What are government bonds and how do they differ from shares?

 Government bonds or gilts are investments which can be freely traded and allow governments to tap the international money markets to fund the shortfall between what they spend and what they raise in taxes.

These government bonds provide investors with a fixed rate of return.

What are gilts, bunds, US treasuries and bonds?

 Gilts are the popular name for UK government bonds. Bunds is a similar term for government securities issued by the German government and US treasuries is the term used for similar instruments issued by the Federal Reserve Board in the United States.

How do they work?

 Every traditional gilt edged stock pays out interest twice a year and the amount they pay can be calculated by multiplying the face value of the holding by the coupon or rate of interest shown in the title of the gilt. Thus £100 of Treasury 8% 1999 will always pay two interest payments during the year of £4.

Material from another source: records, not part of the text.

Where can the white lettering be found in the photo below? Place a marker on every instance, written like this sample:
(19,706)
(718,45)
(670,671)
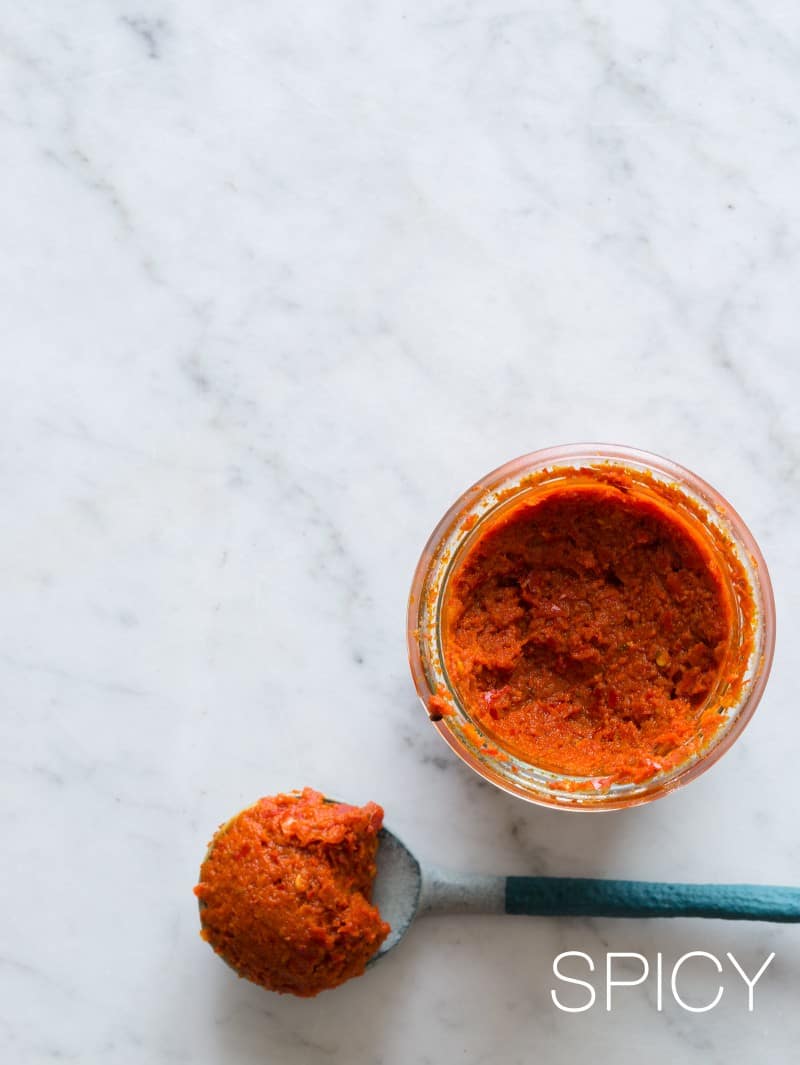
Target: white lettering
(572,980)
(622,983)
(676,969)
(754,981)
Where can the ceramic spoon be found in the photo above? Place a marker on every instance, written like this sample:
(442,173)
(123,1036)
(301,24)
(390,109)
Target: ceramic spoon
(404,890)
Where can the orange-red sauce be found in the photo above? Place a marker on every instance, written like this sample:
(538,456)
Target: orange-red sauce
(284,893)
(586,628)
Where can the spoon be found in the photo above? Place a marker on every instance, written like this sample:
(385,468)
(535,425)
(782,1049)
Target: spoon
(404,890)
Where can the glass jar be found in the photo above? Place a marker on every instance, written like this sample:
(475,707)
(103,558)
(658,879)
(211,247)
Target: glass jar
(714,523)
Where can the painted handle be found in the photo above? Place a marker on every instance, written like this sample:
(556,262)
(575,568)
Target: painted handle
(562,896)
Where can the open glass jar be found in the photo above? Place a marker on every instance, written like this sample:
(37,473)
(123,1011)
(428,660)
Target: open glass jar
(697,506)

The rate of return is "fixed", not "variable" as it is for ordinary shares, bank and building society deposits.

How risky are they?

There is little or no risk in holding gilt edged stocks as long as they are bought at a price which is below their repayment value of £100. The twice yearly interest payments are guaranteed by the UK government and the repayment value is similarly guaranteed. Thus, if you buy £100 Treasury 8% 1999 at a price of £97, you are certain to receive £8 every year, and you are also certain to receive repayment on your investment at a price £3 greater than today's price in 1999.

Who are they used by?

Gilt edged stocks are used mainly by insurance companies, pension funds, charities and trusts, all of whom generally want safe, high yielding investments. Because there are a large variety of different stocks with different repayment dates, these types of institutions tend to match their liabilities with gilts. Individuals, too, can use them for this purpose, for example to fund a tax liability in a year or two's time or perhaps to plan for retirement on a known date.

What factors determine the price of a bond?

 The return from bonds generally stands a little higher than the return from money in the bank or on deposit at the building society. General movements in interest rates, therefore, affect the prices of a bond because the price per £100 will be forced to move so that the actual return from the gilt always remains slightly ahead. 

 
I understand that it is not just Governments which offer bonds, who else does?

National Governments are not alone in finding that they have a shortfall every year between what they spend and what they can raise and the Local Authorities, in trying to meet the rising social demands of residents - for education, social services, police, etc., - are big users of the bond market. Many of the 100 biggest companies also raise considerable money from bonds, particularly convertible bonds where the cost of raising money is cheaper than borrowing from the bank.

Some investment firms promote corporate bond ISAs - what do they entail and are they a good idea?

The ability to include corporate bonds in Individual Accounts (ISAs) gives investors more flexibility in the sort of securities which can be included. Typically, the yield on shares is relatively low - 3% or 4%. This has tended to put some investors off investing in Corporate Bonds - particularly retired investors who need income.

But now, ISA managers can include corporate bonds and this has had the effect of improving the yield which is available to 7% or 8% or more.

In general, ISAs are a good idea because of their complete exemption from Capital Gains Tax and from Income Tax, but the amount that can be invested is restricted to £7,000 in each financial year per individual. 

From an investor's point of view, are corporate bonds as risky as shares, or even more risky?

 Corporate bonds are less risky than shares for two reasons. Firstly, in falling markets, they tend not to fall as far as ordinary shares because of their yield attractions- e.g. they pay a higher rate of investment return than shares.

Secondly, corporate bonds tend to be higher in the pecking order than ordinary shares if a company goes into liquidation and the assets have to be sold in order to refund as much as possible to investors.

What are junk bonds?

These are the bonds of companies which have gone into liquidation.

Market professionals try to make an assessment of how much the company's assets will raise and from this, how much might be available for the secured corporate bond holders. This gives an approximate indication of the worth of the bond and, after applying a suitable discount, there is the basis of a price at which risk averse investors can dispose of their stock. The buyers of such stocks tend to be those prepared to take a high risk, either that the company will eventually recover or that the liquidator will produce enough to pay off the bond holders at a price higher than they have paid for the stock. This is generally not a market for private investors.